あいなは申し訳なさそうな表情で立ち上がると、ヒールの音を響かせながら歩き去っていった。その時、怜奈は慌ててあいなの背中を追いかけた。
「ごめんね。近くの親戚での法事だったから、すぐ帰ってくるだろうと思って樹里をお留守番させていたんだよ。本当は樹里も連れて行くべきだったのに。ごめんね、芽衣もママとして樹里を守りたい一心だったと思うから、許してあげてね」
「アハハ、私、子どもの頃、私はこの公園でお母さんとよく遊んだ記憶がありました。それが今でもいい思い出になっています。だから、あの子と一緒に遊んであげようって自然に思えたのかもしれません」
あいなは髪の毛を掻きながら、照れ笑いを浮かべた。
「ところであなた、剛介君のことが好きなんでしょ?今も付き合ってるの?」
「まあ、一応は……本当にたまにしか会えないんですけどね」
怜奈は目を細めてあいなの顔を見つめていた。
「私、明日には帰っちゃうんですけど、剛介君のこと、見かけませんでしたか?剛介君もお盆にはこっちに帰ってくるって聞いていたから」
「いや、まだ見かけないわね。シュウは剛介君に会った?」
「会ってないな。帰ってきたら、いつもこの公園で剣道の練習してるはずだけど、最近そんな姿も見ていないし」
「わかりました。じゃあ、このお盆は会えないかもしれませんね」
あいなは寂しそうな顔をしていたが、頭を下げると、マンションの方向へと歩きだした。
「本当にいい子だなあ。剛介、どうしてあの子と付き合わないんだろう?勿体ないとしか言いようがないよ」
「ねえシュウ、こないだも私にその話をしたけれど、それって本当の話なの?というか、いいの?あの子に直接そのことを言わなくて」
「言えるわけねえだろ!あんなに一途に剛介を好きで慕ってるのに。彼女の夢を壊すようなことなんか言えるわけねえじゃん!」
シュウは苦虫を潰したような表情で叫んだその時、ポケットからけたたましい音が鳴り響いた。
「剛介からのLINEメッセージだよ。明日帰ってくる。しかも、彼女を連れて!?マジかよ!」
そう語るシュウと怜奈は、心配そうな表情を浮かべながら、マンションへと向かうあいなの背中を見届けていた。
翌日、朝からまぶしい陽ざしが照り付ける中、駅の方向から二人の人影が僕たちの方へ近づいてきた。
二人はお互いにキャリアケースを持たない方の手を繋ぎ、仲睦まじそうにゆっくりとした足取りで歩いていた。

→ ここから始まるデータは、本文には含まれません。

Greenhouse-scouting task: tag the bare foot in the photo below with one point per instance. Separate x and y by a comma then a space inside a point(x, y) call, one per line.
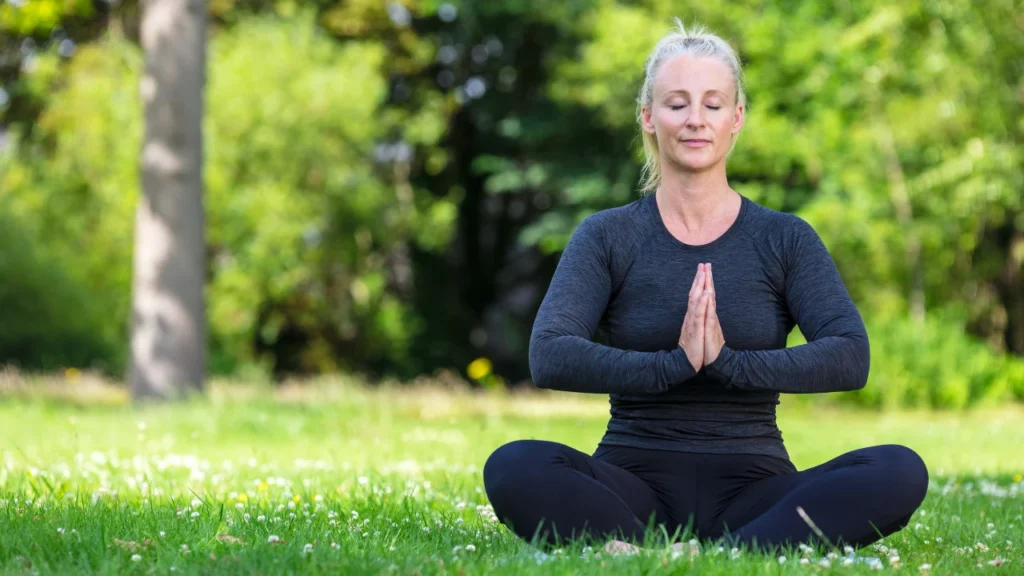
point(619, 547)
point(690, 549)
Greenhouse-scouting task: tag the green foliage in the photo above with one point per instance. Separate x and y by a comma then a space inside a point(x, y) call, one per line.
point(375, 479)
point(933, 365)
point(40, 16)
point(894, 129)
point(302, 229)
point(48, 322)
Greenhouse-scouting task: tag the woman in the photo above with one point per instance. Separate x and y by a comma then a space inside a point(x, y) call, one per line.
point(692, 439)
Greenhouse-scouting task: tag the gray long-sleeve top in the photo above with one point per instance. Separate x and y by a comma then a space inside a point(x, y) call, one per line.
point(624, 273)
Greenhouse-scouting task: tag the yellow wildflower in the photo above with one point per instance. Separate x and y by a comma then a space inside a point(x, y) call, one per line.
point(478, 368)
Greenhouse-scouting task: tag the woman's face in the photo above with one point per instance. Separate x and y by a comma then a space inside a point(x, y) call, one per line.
point(693, 113)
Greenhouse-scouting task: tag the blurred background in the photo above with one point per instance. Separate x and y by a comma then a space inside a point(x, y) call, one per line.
point(387, 186)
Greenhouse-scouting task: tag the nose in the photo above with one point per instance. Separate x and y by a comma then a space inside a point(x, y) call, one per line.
point(694, 120)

「ふーん、剛介の住んでる町って、こんな綺麗な公園があるんだね。大きな木もあって、雰囲気もいいよね」
「そうだろ?俺、あそこの木で毎日剣道の練習をしていたんだよ」
「へえ、そうなんだ。木を相手に練習?」
「まあね。僕にとってはいい練習相手になっていたんだ」
二人の正体は剛介と、おそらく北海道で付き合っている野々花という名の彼女であろう。
『なんだよ剛介、彼女連れでの帰省かよ。羨ましい奴だな』
『あいなちゃんが知ったら悲しむよね。ひどい奴だなあ』
苗木達がヒソヒソと噂話をしている丁度その時、マンションから両親とともに、キャリアケースを手に出てきたあいなの姿があった。
「じゃあね、今度は正月に帰ってくるね」
あいなは大きく両手を振って両親と別れると、キャリアケースを引いて公園の中へ姿を見せた。そこには、手を繋ぎながら仲睦まじく歩く剛介と野々花の姿があった。
『ま、まずい!まさかの……鉢合わせ?』
『どうして、こんな時に……!』
僕たちは固唾を飲みながら、剛介とあいなの再会を見届けるしかなかった。